Answering the question “Will my home price crash?” the report noted that government policy and buyers’ expectations are reasons for a weak residential property market, not unaffordable property prices.

CIMB said that property buyers are the clear winners in this cycle, with healthy household balance sheets and time on their side. Developers that took the initiative to court buyers with lower prices, have achieved healthy take-up rates thus far. This should bring on a gradual property price decline, not a crash. We expect a 10-15 percent correction over 2014-15.

“This is clearly a buyers’ market, with time and money on their side. Buyers are delaying purchases, with only 14 percent intending to buy a property in the next one to two years. Deterrents include expectations of falling property prices (39 percent) and policy restrictions (41 percent). Affordability, on the other hand, is high as the mortgage-to-income ratio is near historical troughs.”

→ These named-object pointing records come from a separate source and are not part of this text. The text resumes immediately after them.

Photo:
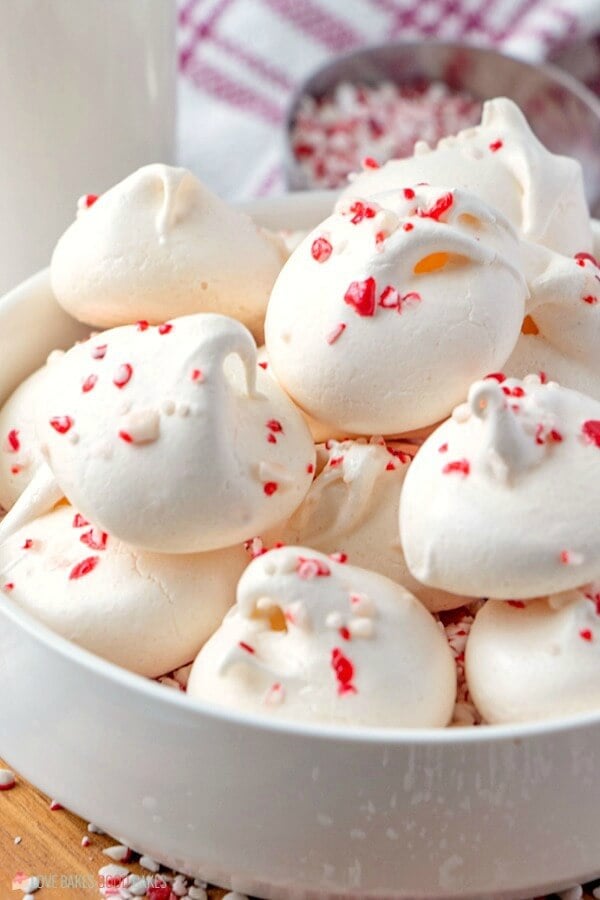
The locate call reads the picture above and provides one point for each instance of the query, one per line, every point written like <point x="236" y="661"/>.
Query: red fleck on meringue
<point x="180" y="597"/>
<point x="354" y="505"/>
<point x="503" y="162"/>
<point x="393" y="669"/>
<point x="524" y="527"/>
<point x="62" y="424"/>
<point x="445" y="278"/>
<point x="148" y="424"/>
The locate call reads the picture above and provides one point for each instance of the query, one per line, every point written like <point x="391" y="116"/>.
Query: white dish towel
<point x="241" y="59"/>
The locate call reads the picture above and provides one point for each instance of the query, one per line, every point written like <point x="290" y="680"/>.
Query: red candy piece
<point x="89" y="384"/>
<point x="361" y="296"/>
<point x="62" y="424"/>
<point x="441" y="205"/>
<point x="84" y="568"/>
<point x="94" y="539"/>
<point x="321" y="249"/>
<point x="99" y="352"/>
<point x="461" y="466"/>
<point x="344" y="672"/>
<point x="591" y="430"/>
<point x="582" y="258"/>
<point x="497" y="376"/>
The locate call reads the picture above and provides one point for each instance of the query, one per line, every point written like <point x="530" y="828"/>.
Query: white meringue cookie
<point x="315" y="640"/>
<point x="20" y="456"/>
<point x="159" y="245"/>
<point x="147" y="612"/>
<point x="172" y="439"/>
<point x="503" y="163"/>
<point x="382" y="318"/>
<point x="534" y="660"/>
<point x="501" y="501"/>
<point x="320" y="431"/>
<point x="352" y="508"/>
<point x="562" y="334"/>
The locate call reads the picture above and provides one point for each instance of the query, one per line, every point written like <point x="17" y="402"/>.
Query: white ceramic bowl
<point x="272" y="809"/>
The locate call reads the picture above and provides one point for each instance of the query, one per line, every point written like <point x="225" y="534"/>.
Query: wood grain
<point x="51" y="846"/>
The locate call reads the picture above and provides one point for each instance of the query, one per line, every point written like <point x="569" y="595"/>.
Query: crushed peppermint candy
<point x="7" y="780"/>
<point x="360" y="126"/>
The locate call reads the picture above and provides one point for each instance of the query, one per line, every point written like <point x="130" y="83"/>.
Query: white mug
<point x="87" y="95"/>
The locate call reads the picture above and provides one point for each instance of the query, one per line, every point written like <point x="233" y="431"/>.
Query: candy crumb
<point x="7" y="780"/>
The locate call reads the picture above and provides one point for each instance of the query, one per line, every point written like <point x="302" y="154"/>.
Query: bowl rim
<point x="154" y="692"/>
<point x="552" y="72"/>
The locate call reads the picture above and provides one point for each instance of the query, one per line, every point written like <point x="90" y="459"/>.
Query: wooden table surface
<point x="51" y="845"/>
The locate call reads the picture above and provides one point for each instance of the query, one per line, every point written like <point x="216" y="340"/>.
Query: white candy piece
<point x="20" y="456"/>
<point x="563" y="331"/>
<point x="503" y="163"/>
<point x="170" y="438"/>
<point x="158" y="245"/>
<point x="502" y="500"/>
<point x="540" y="659"/>
<point x="313" y="640"/>
<point x="320" y="431"/>
<point x="352" y="507"/>
<point x="385" y="314"/>
<point x="146" y="612"/>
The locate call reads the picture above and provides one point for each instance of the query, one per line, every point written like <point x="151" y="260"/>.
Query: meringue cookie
<point x="381" y="319"/>
<point x="352" y="508"/>
<point x="501" y="500"/>
<point x="158" y="245"/>
<point x="147" y="612"/>
<point x="536" y="660"/>
<point x="503" y="163"/>
<point x="563" y="331"/>
<point x="320" y="431"/>
<point x="172" y="439"/>
<point x="314" y="640"/>
<point x="20" y="456"/>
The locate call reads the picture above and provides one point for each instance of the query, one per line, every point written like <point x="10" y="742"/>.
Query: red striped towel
<point x="241" y="59"/>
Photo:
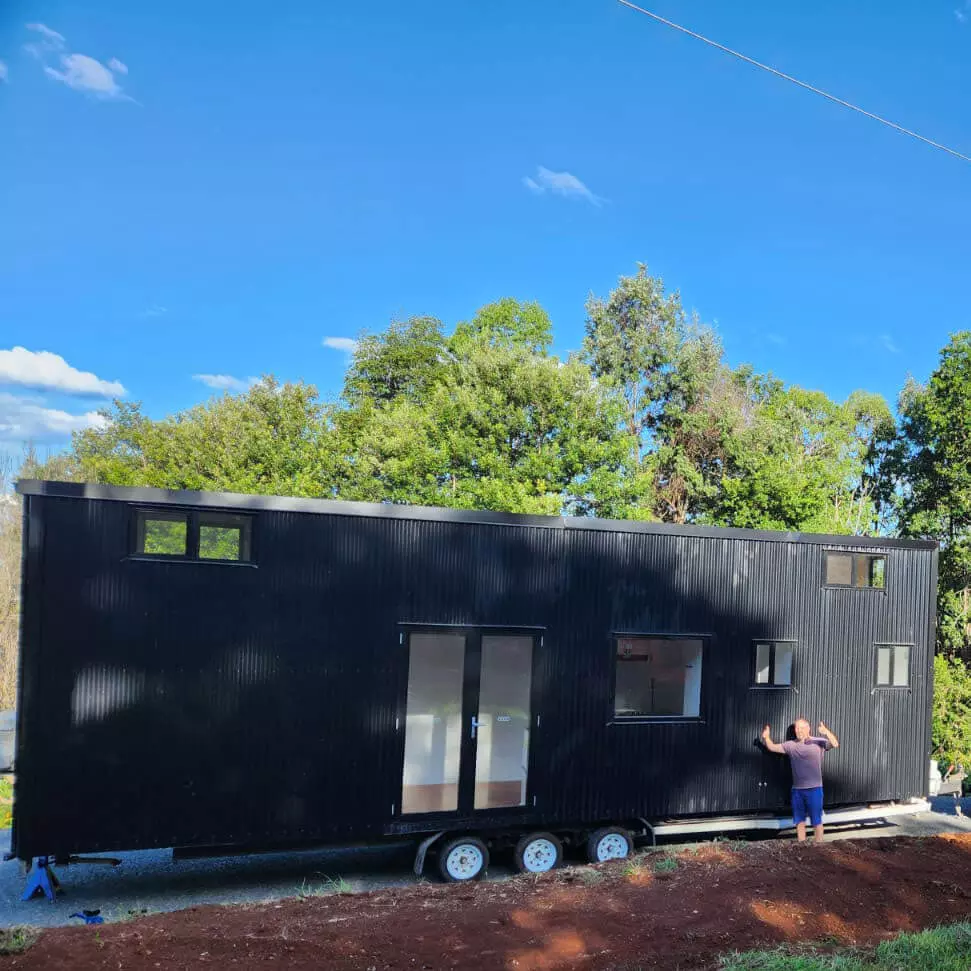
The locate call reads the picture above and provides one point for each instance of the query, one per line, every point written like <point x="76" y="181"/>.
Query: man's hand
<point x="828" y="735"/>
<point x="769" y="744"/>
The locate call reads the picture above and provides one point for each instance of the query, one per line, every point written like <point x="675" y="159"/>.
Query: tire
<point x="463" y="858"/>
<point x="538" y="853"/>
<point x="609" y="843"/>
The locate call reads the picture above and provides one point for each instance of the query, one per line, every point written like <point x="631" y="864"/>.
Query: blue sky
<point x="215" y="188"/>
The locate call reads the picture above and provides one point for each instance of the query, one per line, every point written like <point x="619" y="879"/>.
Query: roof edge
<point x="338" y="507"/>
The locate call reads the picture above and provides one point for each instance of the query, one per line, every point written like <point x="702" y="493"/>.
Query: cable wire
<point x="796" y="81"/>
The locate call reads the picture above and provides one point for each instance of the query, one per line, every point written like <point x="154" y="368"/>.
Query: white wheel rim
<point x="464" y="862"/>
<point x="613" y="846"/>
<point x="539" y="856"/>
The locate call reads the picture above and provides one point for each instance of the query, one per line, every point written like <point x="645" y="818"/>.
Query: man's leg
<point x="814" y="797"/>
<point x="799" y="813"/>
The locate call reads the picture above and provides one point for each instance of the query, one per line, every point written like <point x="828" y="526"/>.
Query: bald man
<point x="806" y="760"/>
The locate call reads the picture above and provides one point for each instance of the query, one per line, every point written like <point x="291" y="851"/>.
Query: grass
<point x="325" y="888"/>
<point x="6" y="802"/>
<point x="665" y="864"/>
<point x="16" y="940"/>
<point x="941" y="949"/>
<point x="590" y="877"/>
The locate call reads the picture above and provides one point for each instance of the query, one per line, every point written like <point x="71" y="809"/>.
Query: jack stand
<point x="43" y="878"/>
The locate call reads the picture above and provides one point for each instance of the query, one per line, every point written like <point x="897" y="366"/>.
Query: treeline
<point x="647" y="420"/>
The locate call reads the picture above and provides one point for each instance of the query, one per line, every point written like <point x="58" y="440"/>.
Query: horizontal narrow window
<point x="855" y="570"/>
<point x="193" y="535"/>
<point x="162" y="533"/>
<point x="893" y="665"/>
<point x="658" y="677"/>
<point x="224" y="537"/>
<point x="773" y="664"/>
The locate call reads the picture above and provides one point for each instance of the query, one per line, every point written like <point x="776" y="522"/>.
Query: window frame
<point x="194" y="519"/>
<point x="226" y="520"/>
<point x="877" y="686"/>
<point x="614" y="719"/>
<point x="144" y="515"/>
<point x="771" y="685"/>
<point x="856" y="557"/>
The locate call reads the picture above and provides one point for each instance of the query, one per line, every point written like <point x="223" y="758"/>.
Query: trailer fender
<point x="423" y="847"/>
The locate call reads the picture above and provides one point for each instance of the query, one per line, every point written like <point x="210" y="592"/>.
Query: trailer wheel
<point x="463" y="858"/>
<point x="538" y="853"/>
<point x="609" y="843"/>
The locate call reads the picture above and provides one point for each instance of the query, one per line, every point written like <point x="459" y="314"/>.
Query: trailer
<point x="203" y="670"/>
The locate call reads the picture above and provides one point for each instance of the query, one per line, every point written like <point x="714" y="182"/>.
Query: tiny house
<point x="203" y="670"/>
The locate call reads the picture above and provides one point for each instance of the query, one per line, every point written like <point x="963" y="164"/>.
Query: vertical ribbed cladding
<point x="203" y="702"/>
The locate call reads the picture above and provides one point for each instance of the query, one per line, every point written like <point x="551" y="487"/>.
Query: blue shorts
<point x="807" y="802"/>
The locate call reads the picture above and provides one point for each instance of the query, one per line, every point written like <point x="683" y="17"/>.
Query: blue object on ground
<point x="43" y="878"/>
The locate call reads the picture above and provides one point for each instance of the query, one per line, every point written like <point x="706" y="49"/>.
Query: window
<point x="893" y="665"/>
<point x="162" y="533"/>
<point x="658" y="677"/>
<point x="224" y="537"/>
<point x="855" y="570"/>
<point x="190" y="535"/>
<point x="773" y="664"/>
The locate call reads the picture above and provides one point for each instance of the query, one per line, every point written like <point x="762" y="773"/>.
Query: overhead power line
<point x="796" y="81"/>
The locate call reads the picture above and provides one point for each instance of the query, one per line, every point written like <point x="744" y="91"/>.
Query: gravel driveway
<point x="151" y="880"/>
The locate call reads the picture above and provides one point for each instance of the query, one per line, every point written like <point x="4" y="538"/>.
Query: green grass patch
<point x="16" y="940"/>
<point x="941" y="949"/>
<point x="325" y="888"/>
<point x="6" y="802"/>
<point x="665" y="864"/>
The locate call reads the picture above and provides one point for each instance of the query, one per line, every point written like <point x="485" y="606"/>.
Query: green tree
<point x="499" y="424"/>
<point x="803" y="462"/>
<point x="404" y="360"/>
<point x="951" y="715"/>
<point x="667" y="372"/>
<point x="275" y="439"/>
<point x="931" y="474"/>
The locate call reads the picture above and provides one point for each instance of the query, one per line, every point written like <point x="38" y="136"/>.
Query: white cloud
<point x="23" y="418"/>
<point x="78" y="71"/>
<point x="346" y="344"/>
<point x="225" y="382"/>
<point x="42" y="369"/>
<point x="560" y="183"/>
<point x="83" y="73"/>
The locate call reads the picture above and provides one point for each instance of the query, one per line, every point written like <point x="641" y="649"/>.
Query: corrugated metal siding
<point x="206" y="703"/>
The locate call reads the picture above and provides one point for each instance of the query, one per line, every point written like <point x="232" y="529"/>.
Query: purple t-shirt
<point x="806" y="759"/>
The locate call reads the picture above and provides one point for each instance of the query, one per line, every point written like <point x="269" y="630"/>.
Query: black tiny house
<point x="205" y="669"/>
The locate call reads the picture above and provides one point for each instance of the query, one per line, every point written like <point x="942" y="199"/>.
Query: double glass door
<point x="467" y="721"/>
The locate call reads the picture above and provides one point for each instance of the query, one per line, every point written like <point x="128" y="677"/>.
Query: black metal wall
<point x="177" y="703"/>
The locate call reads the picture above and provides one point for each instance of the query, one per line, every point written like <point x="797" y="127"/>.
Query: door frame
<point x="471" y="683"/>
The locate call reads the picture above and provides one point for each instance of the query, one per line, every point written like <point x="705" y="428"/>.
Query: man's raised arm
<point x="769" y="744"/>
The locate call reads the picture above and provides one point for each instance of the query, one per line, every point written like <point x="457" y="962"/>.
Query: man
<point x="806" y="760"/>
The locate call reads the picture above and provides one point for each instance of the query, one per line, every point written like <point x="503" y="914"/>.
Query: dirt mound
<point x="648" y="914"/>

CIMB also noted that property developers with substantial unsold inventories have taken the initiative to reduce prices. The response has been positive thus far, with Sky Habitat clearing more than 100 units since its re-launch at 10-15 percent lower prices.

Most buyers in the survey expect only a gradual fall in property prices. CIMB said this explains why the take-up rate shoots up when projects take price cut.

“This should encourage developers to gradually cut prices in the primary market and achieve a 10-15 percent price easing over 2014-15, not a crash.”

Government policies, the survey found, is another key deterrent to buying properties and remains the wild card.

“We believe that a gradual relaxation is possible when property prices have declined more than 10 percent,” CIMB noted.

Singapore mortgage-to-income ratio is near historical trough, the survey revealed. While private property prices have recovered at a rapid pace since 2007, household income for the top 20th percentile has kept up with it, with both registering a CAGR of 5.8 percent over the past six years.

“We believe that affordability is not an issue for most households and they have the ability to borrow to purchase properties, should they choose to.

“We believe that buyers are holding back their purchases as they wait for property prices to fall. That could leave us with a less-than-ideal situation of weak demand on top of rising supply with historically high physical completions over the next three years. However, developers are also aware of this phenomenon and are obviously worried.

“What is interesting is that most buyers in Singapore also expect home prices to fall only a little, and that is reflected in the signs of demand whenever developers re-launch projects at lowered prices.”